Dimanche de la miséricorde divine

 

Le deuxième dimanche de Pâques, dit ‘de Thomas’, dit aussi ‘in albis’, parce que les nouveaux baptisés y reviennent vêtus de blanc, le vêtement de leur baptême (on peut ainsi les accueillir), est devenu depuis Jean Paul II, le dimanche de la miséricorde. Jean Paul II suivait la demande faite par Jésus Lui-même, apparu en 1934 à sœur Faustine Kowalska, une religieuse de Cracovie, devenue sous son pontificat, sainte Faustine. Jésus demande que l’on honore particulièrement la miséricorde divine car elle est « le plus grand attribut de Dieu ». « Encourage les âmes avec lesquelles tu es en contact, à la confiance en mon infinie miséricorde. Oh ! comme j’aime les âmes qui ont une entière confiance en moi – je ferai tout pour elles. »


C’est lui qui a demandé à sœur Faustine de faire peindre un tableau de lui comme elle l’avait vu, avec deux rayons qui sortent de son cœur, l’un blanc l’autre rouge et d’inscrire en bas du tableau : « Jésus j’ai confiance en toi. » Il lui explique ensuite : « Ces deux rayons jaillirent des entrailles de ma miséricorde, alors que mon cœur, agonisant sur la croix, fut ouvert par la lance. Ces rayons protègent les âmes de la colère de mon Père.
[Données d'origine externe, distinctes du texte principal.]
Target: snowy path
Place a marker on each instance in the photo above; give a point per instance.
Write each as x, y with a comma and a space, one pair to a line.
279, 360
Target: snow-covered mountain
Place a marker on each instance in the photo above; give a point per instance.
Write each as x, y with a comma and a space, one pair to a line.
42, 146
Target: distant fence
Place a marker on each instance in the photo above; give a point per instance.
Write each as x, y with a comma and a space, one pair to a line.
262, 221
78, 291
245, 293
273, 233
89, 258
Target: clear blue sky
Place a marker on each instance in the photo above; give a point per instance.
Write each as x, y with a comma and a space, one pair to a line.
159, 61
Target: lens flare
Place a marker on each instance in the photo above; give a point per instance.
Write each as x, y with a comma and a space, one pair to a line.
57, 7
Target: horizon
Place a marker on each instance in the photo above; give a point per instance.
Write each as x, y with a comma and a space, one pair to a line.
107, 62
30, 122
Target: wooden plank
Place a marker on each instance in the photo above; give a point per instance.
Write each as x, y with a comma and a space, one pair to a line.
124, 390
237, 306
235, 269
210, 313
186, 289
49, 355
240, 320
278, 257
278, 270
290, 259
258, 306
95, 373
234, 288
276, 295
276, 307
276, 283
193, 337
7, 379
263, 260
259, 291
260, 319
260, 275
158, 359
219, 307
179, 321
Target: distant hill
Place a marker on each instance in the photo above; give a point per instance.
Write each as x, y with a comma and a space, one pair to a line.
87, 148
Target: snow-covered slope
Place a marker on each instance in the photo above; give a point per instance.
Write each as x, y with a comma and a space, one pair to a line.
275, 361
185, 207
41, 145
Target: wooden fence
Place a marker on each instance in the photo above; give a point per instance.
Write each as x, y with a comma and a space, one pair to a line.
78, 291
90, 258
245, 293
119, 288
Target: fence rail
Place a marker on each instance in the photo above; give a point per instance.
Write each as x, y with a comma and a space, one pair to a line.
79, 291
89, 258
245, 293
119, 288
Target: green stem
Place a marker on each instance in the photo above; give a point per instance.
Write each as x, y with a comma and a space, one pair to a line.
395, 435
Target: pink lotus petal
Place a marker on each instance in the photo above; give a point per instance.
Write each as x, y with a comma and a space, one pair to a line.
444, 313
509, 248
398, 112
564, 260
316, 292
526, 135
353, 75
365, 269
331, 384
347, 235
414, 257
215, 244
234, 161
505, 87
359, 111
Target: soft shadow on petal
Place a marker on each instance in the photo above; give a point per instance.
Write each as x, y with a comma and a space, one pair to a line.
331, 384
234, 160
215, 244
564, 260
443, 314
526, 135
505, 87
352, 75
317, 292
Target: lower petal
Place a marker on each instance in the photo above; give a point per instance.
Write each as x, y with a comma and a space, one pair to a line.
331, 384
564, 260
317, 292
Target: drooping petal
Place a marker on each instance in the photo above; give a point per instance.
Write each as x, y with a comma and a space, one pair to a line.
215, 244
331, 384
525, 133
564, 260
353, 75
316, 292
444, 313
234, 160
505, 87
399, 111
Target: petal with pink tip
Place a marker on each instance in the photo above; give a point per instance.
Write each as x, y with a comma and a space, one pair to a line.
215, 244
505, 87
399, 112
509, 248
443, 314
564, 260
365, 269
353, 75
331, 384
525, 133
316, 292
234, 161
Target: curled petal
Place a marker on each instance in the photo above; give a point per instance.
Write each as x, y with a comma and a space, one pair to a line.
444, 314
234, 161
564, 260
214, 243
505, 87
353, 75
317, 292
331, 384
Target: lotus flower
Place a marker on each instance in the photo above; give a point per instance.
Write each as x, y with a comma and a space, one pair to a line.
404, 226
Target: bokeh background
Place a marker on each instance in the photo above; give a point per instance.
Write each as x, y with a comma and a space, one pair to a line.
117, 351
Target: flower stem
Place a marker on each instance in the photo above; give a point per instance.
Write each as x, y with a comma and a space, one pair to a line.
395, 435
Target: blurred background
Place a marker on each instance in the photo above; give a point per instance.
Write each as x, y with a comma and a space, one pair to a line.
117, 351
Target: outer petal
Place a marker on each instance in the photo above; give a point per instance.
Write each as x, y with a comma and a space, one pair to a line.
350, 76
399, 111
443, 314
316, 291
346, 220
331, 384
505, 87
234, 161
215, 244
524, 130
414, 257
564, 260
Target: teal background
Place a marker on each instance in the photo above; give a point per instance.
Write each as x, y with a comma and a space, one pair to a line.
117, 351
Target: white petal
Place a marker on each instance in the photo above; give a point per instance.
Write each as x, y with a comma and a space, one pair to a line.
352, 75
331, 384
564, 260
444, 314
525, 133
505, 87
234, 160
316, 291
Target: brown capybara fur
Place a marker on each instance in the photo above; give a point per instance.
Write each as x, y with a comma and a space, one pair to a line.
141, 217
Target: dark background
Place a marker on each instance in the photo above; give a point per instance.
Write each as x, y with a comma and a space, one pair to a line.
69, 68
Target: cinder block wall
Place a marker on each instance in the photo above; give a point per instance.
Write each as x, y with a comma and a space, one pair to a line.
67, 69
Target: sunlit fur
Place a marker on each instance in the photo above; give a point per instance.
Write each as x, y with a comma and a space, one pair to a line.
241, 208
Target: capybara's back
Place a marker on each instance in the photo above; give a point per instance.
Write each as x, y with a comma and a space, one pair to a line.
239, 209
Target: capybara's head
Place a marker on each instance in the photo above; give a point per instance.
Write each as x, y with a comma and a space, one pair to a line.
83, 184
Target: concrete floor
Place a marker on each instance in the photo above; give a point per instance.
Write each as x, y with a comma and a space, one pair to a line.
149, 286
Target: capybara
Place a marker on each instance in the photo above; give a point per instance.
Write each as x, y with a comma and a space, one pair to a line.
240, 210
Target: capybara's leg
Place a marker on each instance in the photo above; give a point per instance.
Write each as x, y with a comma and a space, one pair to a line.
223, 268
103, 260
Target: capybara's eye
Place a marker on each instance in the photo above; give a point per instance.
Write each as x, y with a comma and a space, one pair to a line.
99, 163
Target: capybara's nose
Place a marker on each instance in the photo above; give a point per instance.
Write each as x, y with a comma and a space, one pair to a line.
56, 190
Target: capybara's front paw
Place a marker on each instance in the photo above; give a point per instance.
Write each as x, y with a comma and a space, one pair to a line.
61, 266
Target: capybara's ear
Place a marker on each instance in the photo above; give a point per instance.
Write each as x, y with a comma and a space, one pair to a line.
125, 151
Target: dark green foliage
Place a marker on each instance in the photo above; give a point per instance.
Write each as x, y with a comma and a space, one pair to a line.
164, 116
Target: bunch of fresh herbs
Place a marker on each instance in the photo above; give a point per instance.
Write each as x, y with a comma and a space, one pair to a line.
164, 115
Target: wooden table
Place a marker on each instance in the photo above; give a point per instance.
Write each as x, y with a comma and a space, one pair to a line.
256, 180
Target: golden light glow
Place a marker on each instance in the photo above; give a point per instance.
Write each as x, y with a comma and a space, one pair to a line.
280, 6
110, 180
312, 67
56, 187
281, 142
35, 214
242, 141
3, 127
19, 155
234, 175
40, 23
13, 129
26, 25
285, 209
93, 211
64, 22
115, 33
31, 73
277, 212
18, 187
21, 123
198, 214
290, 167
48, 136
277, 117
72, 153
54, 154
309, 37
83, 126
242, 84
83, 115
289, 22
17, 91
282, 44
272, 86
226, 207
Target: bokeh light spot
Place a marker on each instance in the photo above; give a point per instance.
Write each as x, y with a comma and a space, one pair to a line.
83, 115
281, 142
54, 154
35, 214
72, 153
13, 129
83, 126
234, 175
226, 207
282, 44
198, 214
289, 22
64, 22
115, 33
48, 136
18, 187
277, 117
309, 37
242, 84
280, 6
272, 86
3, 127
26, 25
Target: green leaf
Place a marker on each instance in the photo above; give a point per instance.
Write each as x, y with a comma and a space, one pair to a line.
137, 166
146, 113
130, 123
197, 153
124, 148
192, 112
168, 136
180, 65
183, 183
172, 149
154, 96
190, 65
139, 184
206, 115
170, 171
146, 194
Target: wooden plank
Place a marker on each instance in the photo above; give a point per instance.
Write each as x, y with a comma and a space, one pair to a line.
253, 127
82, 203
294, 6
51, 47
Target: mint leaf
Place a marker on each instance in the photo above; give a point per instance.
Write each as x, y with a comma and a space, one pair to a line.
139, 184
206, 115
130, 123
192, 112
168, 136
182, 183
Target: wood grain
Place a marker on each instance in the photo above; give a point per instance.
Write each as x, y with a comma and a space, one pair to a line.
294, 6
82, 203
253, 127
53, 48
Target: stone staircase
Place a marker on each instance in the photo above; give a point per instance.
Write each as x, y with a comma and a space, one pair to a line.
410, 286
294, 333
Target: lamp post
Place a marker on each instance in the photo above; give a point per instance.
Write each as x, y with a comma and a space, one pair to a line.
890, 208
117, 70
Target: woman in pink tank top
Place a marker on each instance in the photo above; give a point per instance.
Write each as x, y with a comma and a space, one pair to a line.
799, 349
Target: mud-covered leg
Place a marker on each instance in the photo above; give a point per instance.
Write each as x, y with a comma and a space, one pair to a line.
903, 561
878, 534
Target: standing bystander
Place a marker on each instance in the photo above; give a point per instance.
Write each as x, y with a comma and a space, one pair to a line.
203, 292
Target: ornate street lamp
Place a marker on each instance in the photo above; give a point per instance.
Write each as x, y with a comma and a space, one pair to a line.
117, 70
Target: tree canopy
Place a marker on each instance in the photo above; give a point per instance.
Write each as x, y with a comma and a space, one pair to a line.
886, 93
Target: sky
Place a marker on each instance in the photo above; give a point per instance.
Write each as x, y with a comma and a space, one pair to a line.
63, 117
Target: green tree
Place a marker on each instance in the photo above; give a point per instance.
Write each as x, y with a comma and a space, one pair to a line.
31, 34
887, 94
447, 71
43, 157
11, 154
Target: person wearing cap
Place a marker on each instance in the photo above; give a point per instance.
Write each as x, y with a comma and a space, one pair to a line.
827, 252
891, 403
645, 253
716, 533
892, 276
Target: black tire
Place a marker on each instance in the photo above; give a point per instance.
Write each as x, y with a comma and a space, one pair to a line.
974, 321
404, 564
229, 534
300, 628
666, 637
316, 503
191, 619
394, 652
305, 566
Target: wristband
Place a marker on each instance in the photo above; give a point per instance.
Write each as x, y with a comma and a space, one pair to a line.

Heureux, celui qui vivra dans leur ombre, car la main juste de Dieu ne l’atteindra pas. Je désire que le premier dimanche après Pâques soit la fête de la miséricorde. » « L’humanité ne trouvera pas la paix tant qu’elle ne se tournera pas avec confiance vers ma miséricorde. Oh ! combien l’incrédulité de l’âme me blesse. Une telle âme professe que je suis juste et saint mais ne croit pas que je suis miséricorde, elle se défie de ma bonté. » « Mon cœur se réjouit de ce titre de miséricorde. Proclame que la miséricorde est le plus grand attribut de Dieu. Toutes les œuvres de mes mains sont couronnées de miséricorde. » (Petit journal)


 Saint Thomas, fait l’expérience de cette miséricorde qui le rejoint personnellement quand, absent du groupe des apôtres le soir de Pâques, il leur affirme qu’il ne pourra croire sans voir ni même toucher Jésus et ses plaies. C’est ce qui lui est donné de vivre le dimanche suivant. Il entre alors pleinement dans la foi, se prosternant et disant : « Mon Seigneur et mon Dieu. »

Approchons-nous de Lui, accueillons sa miséricorde.